When we focus on life in our society today, that gives us a fair amount of context. We know what the common goals and practices are. We know people will want a dinner and roughly how big it should be in terms of volume and calories. We know what sort of nutrients it should have. And we can check and see that thousands of the “same” meal meet reasonable societal expectations for different dinner goals like vitamin A, vitamin C, calories, sweetness, saltiness, etc. The meals are measured to be the right weight within a margin of error, and they have the right amount of each ingredient within a margin of error, and the boxes have identical art and writing within a margin of error, and the packaging is adequately solid or air tight within a margin of error, and they’re currently at the right temperature within a margin of error, and so on. So for a standard context today, many different frozen packaged meals are the same. In other words, we evaluate many meals and convert from many different values on many different incommensurable dimensions to a single overall evaluation.
Note that, in order to specify a margin of error, you need a context. A margin of error means that more or less of a particular factor is OK within some limits. That makes sense if you know a goal, such as the writing on the box being legible for any typical member of our society. But in another context with another goal, like the alien tribute, the relevant margins of error could be totally different. The aliens might care about the exact amount and shade of purple rather than whether it’s shaped like English letters. Margin of error for the “T” being imperfectly straight but still legible is totally different than margin of error for what ranges of light frequency responses (in other words, colors) the aliens would be satisfied by.
Change the context and what is similar enough (what conversions between dimensions work well enough) may change. You might want to do an art project that requires six carrot slices but find that some of the meals at the grocery store only have five. Five carrot slices is adequate for dinner but not for your art project.
You might want to split the meal between your two kids, so you want an even number of meatballs. Some meals have six meatballs and others have five. You don’t want to have to cut a meatball and get into an argument about which half is larger, so you’d prefer a meal with six meatballs. Or maybe you have six kids and want to give them one meatball each, so again random variance down to five meatballs would matter to you. Some other people might care a lot more about the mass of the meat rather than the number of meatballs. They’d prefer a meal that’s a little larger, but wouldn’t care at all if the same amount of meat is divided between five or six meatballs.
You might want to do a science experiment that requires exactly 500 calories worth of food (and the margin of error is only one calorie – you want between 499 and 501 calories). Then there are some frozen meals that would work but most wouldn’t (assuming the experiment requires a whole meal so you can’t add or remove some calories).
For general eating usage for people today, a meal doesn’t need to have an exact amount of calories. If it was really low you might be unsatisfied but many meals have excess capacity on calories to do their job and meet your expectations. You don’t try to optimize that. If you get hungry again you can just have a snack.
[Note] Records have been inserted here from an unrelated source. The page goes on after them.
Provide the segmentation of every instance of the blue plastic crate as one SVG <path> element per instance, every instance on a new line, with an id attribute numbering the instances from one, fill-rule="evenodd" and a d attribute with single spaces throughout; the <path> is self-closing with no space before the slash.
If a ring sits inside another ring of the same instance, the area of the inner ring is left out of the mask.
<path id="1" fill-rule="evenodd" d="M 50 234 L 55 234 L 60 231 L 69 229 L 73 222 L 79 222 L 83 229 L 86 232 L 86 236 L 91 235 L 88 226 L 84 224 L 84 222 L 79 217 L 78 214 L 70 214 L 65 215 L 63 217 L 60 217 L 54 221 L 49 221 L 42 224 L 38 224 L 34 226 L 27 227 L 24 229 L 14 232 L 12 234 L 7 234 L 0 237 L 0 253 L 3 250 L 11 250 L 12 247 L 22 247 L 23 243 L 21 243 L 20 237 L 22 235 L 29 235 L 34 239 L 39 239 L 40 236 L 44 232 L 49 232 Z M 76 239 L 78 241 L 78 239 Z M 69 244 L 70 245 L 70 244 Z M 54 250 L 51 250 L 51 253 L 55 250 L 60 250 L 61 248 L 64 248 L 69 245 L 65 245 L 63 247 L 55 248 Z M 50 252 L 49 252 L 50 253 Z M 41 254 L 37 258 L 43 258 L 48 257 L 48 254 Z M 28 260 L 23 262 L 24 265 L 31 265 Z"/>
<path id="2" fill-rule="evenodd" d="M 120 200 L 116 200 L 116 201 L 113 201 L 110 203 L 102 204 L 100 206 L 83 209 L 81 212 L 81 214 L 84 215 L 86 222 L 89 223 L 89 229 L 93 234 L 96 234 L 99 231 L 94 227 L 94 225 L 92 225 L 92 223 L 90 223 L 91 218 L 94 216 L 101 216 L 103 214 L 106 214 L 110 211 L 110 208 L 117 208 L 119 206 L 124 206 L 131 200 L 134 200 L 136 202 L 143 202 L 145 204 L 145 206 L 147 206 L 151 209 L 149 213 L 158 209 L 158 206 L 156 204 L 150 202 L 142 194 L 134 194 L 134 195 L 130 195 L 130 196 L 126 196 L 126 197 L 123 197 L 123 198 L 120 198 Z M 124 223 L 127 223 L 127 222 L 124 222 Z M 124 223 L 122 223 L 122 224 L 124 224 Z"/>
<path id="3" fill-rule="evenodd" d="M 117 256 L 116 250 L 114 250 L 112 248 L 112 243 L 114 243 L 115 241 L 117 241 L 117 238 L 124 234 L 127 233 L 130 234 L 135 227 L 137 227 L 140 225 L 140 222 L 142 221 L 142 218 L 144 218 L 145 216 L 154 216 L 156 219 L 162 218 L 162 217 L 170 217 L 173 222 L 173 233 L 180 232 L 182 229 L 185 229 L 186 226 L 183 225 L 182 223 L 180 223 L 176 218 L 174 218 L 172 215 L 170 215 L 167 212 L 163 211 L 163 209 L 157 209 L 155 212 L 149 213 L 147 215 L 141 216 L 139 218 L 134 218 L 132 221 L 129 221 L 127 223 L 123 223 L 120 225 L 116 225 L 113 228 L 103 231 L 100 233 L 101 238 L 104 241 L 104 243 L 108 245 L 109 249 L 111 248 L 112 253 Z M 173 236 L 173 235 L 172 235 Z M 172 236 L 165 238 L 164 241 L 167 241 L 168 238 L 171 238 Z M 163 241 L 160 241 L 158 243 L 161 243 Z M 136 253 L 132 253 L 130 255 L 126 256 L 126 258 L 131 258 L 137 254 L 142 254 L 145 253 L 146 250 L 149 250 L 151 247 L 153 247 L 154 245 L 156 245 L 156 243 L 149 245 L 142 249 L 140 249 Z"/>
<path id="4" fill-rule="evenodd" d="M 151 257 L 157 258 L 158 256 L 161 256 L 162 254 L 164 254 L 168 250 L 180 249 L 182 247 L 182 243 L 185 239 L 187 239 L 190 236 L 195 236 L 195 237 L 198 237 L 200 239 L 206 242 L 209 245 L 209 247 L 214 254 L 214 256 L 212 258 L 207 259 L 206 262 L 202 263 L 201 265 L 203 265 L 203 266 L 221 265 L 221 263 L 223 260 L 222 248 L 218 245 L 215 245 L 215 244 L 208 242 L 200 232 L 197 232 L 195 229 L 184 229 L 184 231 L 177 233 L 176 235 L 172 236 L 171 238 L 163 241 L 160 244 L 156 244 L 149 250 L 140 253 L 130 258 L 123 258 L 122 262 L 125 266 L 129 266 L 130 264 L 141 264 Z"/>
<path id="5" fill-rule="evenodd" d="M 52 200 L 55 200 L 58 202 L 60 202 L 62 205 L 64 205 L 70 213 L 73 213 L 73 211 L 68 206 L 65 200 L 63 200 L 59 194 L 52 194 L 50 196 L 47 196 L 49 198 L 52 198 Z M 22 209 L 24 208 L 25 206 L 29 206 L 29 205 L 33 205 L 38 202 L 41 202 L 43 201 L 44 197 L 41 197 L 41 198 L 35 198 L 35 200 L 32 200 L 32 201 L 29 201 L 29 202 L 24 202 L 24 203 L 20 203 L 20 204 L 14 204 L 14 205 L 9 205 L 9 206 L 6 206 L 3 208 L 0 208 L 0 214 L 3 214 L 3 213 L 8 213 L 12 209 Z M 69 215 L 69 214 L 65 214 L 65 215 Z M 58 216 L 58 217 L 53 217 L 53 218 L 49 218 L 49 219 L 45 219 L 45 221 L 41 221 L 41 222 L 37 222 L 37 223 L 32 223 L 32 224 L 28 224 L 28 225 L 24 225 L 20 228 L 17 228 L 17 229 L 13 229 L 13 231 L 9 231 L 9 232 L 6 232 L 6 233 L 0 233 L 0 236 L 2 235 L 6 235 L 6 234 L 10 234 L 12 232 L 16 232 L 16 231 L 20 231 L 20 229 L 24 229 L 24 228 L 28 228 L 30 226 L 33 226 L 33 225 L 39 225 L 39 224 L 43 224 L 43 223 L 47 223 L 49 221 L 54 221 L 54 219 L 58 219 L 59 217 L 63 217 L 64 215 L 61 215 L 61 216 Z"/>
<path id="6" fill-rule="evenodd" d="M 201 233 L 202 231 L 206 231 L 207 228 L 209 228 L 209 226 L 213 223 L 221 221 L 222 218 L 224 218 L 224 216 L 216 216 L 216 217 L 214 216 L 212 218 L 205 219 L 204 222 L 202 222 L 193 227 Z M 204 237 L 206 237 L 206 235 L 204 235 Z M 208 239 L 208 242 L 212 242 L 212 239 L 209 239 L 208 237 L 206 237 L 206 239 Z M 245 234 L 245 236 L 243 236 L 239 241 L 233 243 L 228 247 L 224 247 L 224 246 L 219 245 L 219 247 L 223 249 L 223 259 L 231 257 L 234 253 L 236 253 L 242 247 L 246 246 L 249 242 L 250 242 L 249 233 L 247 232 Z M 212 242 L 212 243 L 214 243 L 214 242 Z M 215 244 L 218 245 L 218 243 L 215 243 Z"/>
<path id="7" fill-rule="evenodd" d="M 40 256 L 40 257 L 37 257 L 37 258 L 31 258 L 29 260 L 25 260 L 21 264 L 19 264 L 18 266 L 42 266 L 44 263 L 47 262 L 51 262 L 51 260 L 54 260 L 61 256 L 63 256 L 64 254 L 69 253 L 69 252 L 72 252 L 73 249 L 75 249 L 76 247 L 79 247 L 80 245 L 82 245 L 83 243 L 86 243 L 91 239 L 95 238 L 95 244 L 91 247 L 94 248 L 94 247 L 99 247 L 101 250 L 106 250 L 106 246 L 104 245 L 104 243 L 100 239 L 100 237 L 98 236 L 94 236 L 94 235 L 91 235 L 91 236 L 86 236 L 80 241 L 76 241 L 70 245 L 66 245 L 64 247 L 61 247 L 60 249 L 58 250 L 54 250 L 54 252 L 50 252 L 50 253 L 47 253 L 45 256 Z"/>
In the future, the price of beef might have gone up 1,000,000x (inflation-adjusted) while the price of potatoes went down 1,000,000x. If so, one of the meals with an extra gram of beef could be much more valuable than one with an extra gram of potato instead. So in that context they’d be very different, even though, today, I might cook and eat those meals without even noticing the difference.
If there’s a famine, people would start differentiating foods by total calories more than they do now. Some previously equivalent foods would become unequal because one, due to random variance, has 10% more calories. In a severe enough famine, it could matter that a meal has 1% more calories.
If you’re trying to collect cyanide to poison someone, apples with more and larger seeds have higher value. (You really want the most total extractable cyanide, which I would assume correlates with the number and size of seeds, though perhaps the variety of apple matters more). So two apples with differences in the seeds aren’t interchangeable for you. But if you’re just going to eat the apple and throw away the core, then the seeds don’t matter and the apples equal – at least equal enough. Differences in apple size are often within the margin of error of what you care about – in other words, many apples satisfy you because they have excess capacity on size and other traits, and you aren’t optimizing for more excess capacity. In other words, your goal is to eat and enjoy an apple and not feel unpleasantly hungry before dinner, and most differences between apples are not relevant to that goal. A few differences do matter for that, like apples that are tiny, huge or rotten. We tend to pay attention to factors that matter to our goals (like looking for apples that aren’t mushy, don’t have worms, and haven’t dried out – unless we’re intentionally eating dried apple slices which were dried in a safe, purposeful way). Other factors also exist and are relevant to a complete, philosophical analysis.
Conclusion
When making decisions or thinking about things, we consider many traits of things (of physical objects, ideas, anything). These traits are factors in our analysis. They are often in different dimensions which we can’t convert between, e.g. an object has a length and a temperature. And because two things aren’t identical, they have different values for some traits.
There is no general equivalence between a certain amount of length being worth a certain amount of temperature. We can’t say two things are approximately interchangeable if one is longer and the other is hotter (or colder). Speaking generally with no context specified, we also don’t know what magnitudes are important – e.g. important differences might be on a scale of nanometers or kilometers.
For a particular goal in a particular context, we can evaluate many things as similar enough. Realistic goals have breakpoints which we can achieve with an ample margin of error for most traits, and which could be a close call for a few key factors (or not – often every trait has excess capacity and our goal is easy).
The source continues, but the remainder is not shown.